May 20, 2016 — Several members of Interfaith Clergy for Social Action of Westchester have recently issued statements regarding the impact of Westchester’s failure to comply with its consent decree obligations. Excerpts from two of those letters follow.

Bart Worden, Clergy Leader of the Ethical Culture Society of Westchester, after pointing to the deep residential segregation that continues to characterize the county, wrote in part:

Resistance to multiunit dwellings reduces the number of available properties and hits especially hard on the affordable housing stock as ever more of the too few multiunit properties that are built are condominiums, townhouses, or high end rental units that are well out of reach for most people.

Our municipalities are not pulling their own weight when it comes to supporting families in general, and are especially bad about supporting people of color and families who are currently living in distressed areas of the County. But none of these municipalities are likely to step up their welcome to people of color without firm and definitive action by forces from outside of its municipal government. The very fact that there has been so little change in the past fifteen years tells us that people will permit the status quo to prevail unless faced with concerted opposition and strong consequences.
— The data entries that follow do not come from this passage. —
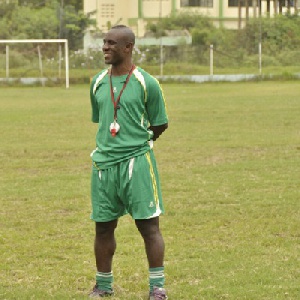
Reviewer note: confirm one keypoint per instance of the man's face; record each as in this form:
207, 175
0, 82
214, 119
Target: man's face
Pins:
114, 47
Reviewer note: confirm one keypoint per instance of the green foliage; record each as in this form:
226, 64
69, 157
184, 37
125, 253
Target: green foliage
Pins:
49, 21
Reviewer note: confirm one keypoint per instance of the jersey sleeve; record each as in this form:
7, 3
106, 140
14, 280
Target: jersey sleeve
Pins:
156, 105
94, 104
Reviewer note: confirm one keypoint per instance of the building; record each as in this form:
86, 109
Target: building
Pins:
231, 14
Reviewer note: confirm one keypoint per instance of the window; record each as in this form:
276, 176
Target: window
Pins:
196, 3
235, 3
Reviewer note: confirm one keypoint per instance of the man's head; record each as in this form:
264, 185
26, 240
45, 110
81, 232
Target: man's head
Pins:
118, 44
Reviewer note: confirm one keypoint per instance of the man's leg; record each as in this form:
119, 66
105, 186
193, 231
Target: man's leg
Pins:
155, 248
104, 246
154, 243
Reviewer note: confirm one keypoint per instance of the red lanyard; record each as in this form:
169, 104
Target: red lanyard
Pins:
116, 102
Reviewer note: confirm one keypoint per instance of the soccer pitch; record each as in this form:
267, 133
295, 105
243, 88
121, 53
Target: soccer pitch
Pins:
230, 171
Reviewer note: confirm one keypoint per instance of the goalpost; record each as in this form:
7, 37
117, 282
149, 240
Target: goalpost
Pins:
39, 41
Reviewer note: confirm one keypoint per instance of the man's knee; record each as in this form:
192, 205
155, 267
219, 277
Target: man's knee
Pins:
149, 227
105, 228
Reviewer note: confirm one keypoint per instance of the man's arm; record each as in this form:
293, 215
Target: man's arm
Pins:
158, 130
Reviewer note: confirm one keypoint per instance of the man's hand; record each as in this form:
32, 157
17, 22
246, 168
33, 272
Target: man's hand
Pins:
158, 130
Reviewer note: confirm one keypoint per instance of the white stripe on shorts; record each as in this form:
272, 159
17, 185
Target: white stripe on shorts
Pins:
131, 163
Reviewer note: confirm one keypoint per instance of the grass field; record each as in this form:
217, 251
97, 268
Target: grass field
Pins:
230, 172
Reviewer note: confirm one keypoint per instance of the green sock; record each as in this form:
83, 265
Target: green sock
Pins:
156, 277
104, 281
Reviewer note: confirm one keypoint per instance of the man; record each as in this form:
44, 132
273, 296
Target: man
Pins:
128, 104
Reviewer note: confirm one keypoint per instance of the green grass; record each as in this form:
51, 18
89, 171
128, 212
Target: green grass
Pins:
230, 172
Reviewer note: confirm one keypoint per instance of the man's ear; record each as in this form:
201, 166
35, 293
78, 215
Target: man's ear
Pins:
129, 47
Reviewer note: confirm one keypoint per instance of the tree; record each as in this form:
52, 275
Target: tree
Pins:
44, 20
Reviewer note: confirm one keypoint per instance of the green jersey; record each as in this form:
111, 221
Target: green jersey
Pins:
141, 104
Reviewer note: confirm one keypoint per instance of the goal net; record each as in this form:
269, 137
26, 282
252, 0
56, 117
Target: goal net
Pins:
31, 61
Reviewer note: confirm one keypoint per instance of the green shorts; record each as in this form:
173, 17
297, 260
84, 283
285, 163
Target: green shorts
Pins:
132, 186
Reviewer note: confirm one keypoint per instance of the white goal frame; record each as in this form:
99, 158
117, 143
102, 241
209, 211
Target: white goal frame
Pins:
58, 41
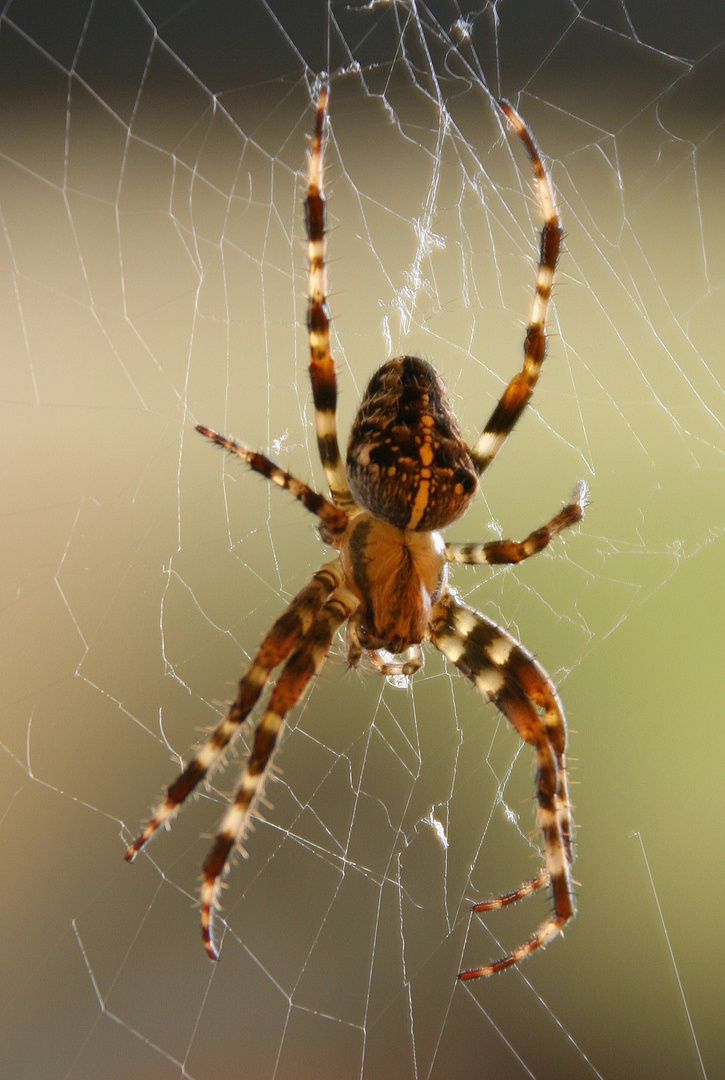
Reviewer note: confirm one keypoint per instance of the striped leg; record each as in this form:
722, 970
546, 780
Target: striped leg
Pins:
333, 517
322, 367
497, 552
520, 389
277, 646
511, 678
296, 675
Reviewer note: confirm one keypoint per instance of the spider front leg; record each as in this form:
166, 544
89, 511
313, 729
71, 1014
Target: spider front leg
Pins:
322, 366
504, 552
515, 396
296, 676
510, 677
276, 647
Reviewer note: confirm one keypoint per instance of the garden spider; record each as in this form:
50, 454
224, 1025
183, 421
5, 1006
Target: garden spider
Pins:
408, 474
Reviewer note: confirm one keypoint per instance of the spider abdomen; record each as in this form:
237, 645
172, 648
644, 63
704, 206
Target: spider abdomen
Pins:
406, 461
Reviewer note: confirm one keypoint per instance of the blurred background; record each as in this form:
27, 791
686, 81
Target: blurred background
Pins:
153, 277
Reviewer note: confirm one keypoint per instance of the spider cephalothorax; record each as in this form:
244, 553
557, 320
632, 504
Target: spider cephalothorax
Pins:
408, 474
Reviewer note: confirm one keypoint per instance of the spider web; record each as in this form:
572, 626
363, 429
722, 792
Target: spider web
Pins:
151, 175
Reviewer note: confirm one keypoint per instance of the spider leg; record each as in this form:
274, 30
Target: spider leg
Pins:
520, 389
322, 367
333, 517
511, 678
513, 551
294, 679
277, 646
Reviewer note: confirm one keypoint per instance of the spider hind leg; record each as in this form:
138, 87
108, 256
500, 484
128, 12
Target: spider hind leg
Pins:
510, 677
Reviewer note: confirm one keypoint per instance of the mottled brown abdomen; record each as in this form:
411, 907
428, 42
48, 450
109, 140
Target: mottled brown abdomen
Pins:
406, 461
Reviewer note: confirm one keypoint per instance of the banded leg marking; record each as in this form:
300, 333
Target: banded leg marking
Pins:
296, 675
322, 367
520, 389
500, 552
511, 678
276, 647
332, 516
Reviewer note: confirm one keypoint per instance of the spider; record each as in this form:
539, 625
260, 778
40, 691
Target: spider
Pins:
408, 474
The Consent Decree between HUD and Westchester County must not only be enforced. It must be enforced completely and enforced with passion and with determination. Sadly, it is only when our feet are in the fire that we notice the source of the flames at all, and only when we are emphatically in need of help will we take steps to address the problem. Perhaps the Consent Decree is the fire that can bring down the wall of separation that has been a barrier for people of color who would enjoy living in Westchester County’s mostly White municipalities. We can only know for sure when it’s full power has been unleashed.

The Rev. Noelle Damico, Member of the United Church of Christ Metro Association, wrote in part:

The opening paragraphs of the consent decree declare, “the development of affordable housing in a way that affirmatively furthers fair housing is a matter of significant public interest…broad and equitable distribution of affordable housing promotes sustainable and integrated residential patterns, increases fair and equal access to economic, educational and other opportunities, and advances the health and welfare of the residents.” It is critical to understand the significance of the wording “affordable units that affirmatively further fair housing” as defined in the decree. “Affordable units that affirmatively further fair housing,” were designed to be catalytic in impact…

The federal judge overseeing the consent decree is going to be holding a court conference on the issues recently raised by ADC regarding County non-compliance and U.S. Attorney and Monitor non-enforcement.